Had he truly been naked? Or had he lied? Had he undressed himself just
for her?
By the time she hung up he’d been angry. She’d intruded on his privacy.
He’d been with her for a few moments, though. He’d wanted to talk. Wanted to tell her his secrets.
No good came of being the confessor.
In the morning he’d regret telling her. He’d associate her with the shame of his divorce. He’d hate her for knowing.
But that didn’t stop her from wanting to know more.
Home in bed, Sandy woke up to a strange pulsing in her body. Muscles contracted without her will. The muscles that embrace a lover in the most intimate way possible.
Her obsession, her passion, was extending even into her dreams.
And she knew she had to see him again.
Chapter Three
‡
Sandy suppressed the urge to tiptoe as she walked across the unfamiliar marble lobby of the corporate offices. Each footfall echoed off the marble walls, a bold announcement of an arrival that filled her with trepidation.
When she’d phoned the club to ask if they’d found her missing sneaker, the attendant told her they’d given it to her male companion.
To Marco.
How humiliating that he should have her smelly old sneaker as a memento of their time together. A time she’d abruptly ended when she dashed rudely out the door without saying goodbye.
Her heart pounded like a jackhammer when she called his office to ask about her sneaker. She could have lived without it. She could have bought another pair.
Maybe he’d be too angry to give another minute to the woman who’d walked out on him. But just as she couldn’t resist calling him, she couldn’t resist trying to see Marco again.

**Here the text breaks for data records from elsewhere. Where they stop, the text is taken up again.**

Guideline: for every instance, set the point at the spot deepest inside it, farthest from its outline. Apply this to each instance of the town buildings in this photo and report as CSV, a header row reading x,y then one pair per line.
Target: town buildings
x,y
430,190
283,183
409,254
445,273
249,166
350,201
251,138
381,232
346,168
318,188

Leaving him had crushed her spirit a little. Their kiss had stolen her breath and deprived her of good sense. She’d felt a connection with Marco that she couldn’t explain in words or thoughts.
She knew it was wrong to want someone so unattainable, someone she was so wrong for. But that didn’t stop the wanting. Curiosity and desire made her reckless.
And there was Conchita. Her cheeks had grown pink with delight as Sandy recounted the details of her magical evening. She gripped her wrist with a gnarled hand and begged her to find him and retrieve her sneaker. Was it right to disappoint a sweet old lady?